Developers of rogue antivirus programs usually put a lot of effort into creating GUIs that resemble legitimate antivirus programs or OS components such as Windows Defender.

Contrary to popular belief, rogue AVs aren't exclusive to Windows. In May 2011, the first rogue AV for Mac OS X was discovered. In June of this year, the first Android rogue AV was discovered. If rogue AVs for Linux distros, other Unix/BSD distros, iOS, BlackBerry and Windows Phone don't already exist, they're inevitable.

Because Mac users and mobile device users frequently believe that they're "immune" to malware, rogue AVs for those platforms may be even riskier than the first ones for Windows.

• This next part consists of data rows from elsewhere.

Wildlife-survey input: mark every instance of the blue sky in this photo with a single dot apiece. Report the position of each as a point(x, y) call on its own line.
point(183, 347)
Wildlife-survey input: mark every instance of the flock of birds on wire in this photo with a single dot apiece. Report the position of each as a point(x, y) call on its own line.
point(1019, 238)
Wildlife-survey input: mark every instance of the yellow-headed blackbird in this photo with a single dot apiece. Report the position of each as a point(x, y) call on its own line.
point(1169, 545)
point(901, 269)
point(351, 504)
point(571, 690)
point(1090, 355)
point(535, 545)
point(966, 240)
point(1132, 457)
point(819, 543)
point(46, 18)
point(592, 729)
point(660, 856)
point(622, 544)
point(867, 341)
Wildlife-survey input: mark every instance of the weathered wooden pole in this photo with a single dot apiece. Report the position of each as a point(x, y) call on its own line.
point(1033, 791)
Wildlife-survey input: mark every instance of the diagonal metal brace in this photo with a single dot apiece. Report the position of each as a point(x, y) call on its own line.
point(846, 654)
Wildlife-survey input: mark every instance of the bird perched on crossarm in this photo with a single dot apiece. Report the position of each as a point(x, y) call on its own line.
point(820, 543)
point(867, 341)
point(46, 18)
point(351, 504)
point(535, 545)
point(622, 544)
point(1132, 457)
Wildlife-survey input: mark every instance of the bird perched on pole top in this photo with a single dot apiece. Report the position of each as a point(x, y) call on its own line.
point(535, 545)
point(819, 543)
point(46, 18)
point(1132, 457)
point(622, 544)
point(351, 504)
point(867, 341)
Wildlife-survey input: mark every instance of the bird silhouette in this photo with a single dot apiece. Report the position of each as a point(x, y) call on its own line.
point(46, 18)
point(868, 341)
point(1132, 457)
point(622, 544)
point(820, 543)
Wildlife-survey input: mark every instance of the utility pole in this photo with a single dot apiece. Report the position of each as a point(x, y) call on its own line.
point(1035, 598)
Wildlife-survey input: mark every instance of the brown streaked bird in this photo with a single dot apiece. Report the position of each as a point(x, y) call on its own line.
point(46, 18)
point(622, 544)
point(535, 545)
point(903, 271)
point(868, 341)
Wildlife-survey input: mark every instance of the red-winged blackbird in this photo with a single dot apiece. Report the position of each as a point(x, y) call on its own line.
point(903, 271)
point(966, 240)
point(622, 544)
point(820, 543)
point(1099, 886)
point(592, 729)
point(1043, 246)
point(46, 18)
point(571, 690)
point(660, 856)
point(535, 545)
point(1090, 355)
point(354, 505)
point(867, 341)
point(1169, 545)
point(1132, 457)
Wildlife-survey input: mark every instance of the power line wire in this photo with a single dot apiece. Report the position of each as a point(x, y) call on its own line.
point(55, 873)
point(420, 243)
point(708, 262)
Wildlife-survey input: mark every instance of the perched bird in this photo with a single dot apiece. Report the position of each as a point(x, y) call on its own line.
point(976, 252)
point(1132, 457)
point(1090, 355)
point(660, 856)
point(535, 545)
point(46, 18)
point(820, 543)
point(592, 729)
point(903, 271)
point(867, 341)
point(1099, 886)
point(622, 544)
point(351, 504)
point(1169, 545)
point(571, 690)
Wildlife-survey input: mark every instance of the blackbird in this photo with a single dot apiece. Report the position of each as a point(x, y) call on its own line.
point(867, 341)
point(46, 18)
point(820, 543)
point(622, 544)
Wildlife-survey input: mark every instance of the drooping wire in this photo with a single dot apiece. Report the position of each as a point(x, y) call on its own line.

I've never encountered rogue AVs as a user. As an IT security expert, web developer, and occasional white hat "skiddie," (script kiddie) I should know better, so I do. I first encountered rogue AVs while providing remote support to Windows users all across the United States. And, oh boy, did I ever see them a lot back then. I swear, nearly a quarter of my support tickets involved ridding user machines of rogue AVs.

They usually fooled my customers very well. Either the end user didn't know what AV software they were using, if any, or didn't think it was suspicious to see a program that looks like an antivirus program, but not their antivirus program. I said, umpteen times, "Just let me get rid of it for you, do not, whatever you do, input your credit card number!" "But I just want it to go away!" they'd cry.

Often, between calls, I'd hear my coworkers say the very same thing to customers.

You know what would have happened if my customers had done what the rogue AVs told them to do? The party behind the rogue AV would take their credit card number, validate it, then charge large amounts to it, fraudulently, even though the GUI would say the charge would be $19.99 or something like that. Then, the credit card number might be used for identity theft. On the end user's side, they wouldn't be rid of the rogue AV. In fact, I've had many customers say that after inputting their credit card numbers, their PCs would get even worse. Oh why didn't those customers call me or one of my colleagues before considering doing that?

The bigger picture is that, when end users fall prey to rogue AVs, they not only harm their PCs, mobile devices and themselves, but by making the people who write that sort of malware money, they're encouraging them to keep doing it. It's insidious.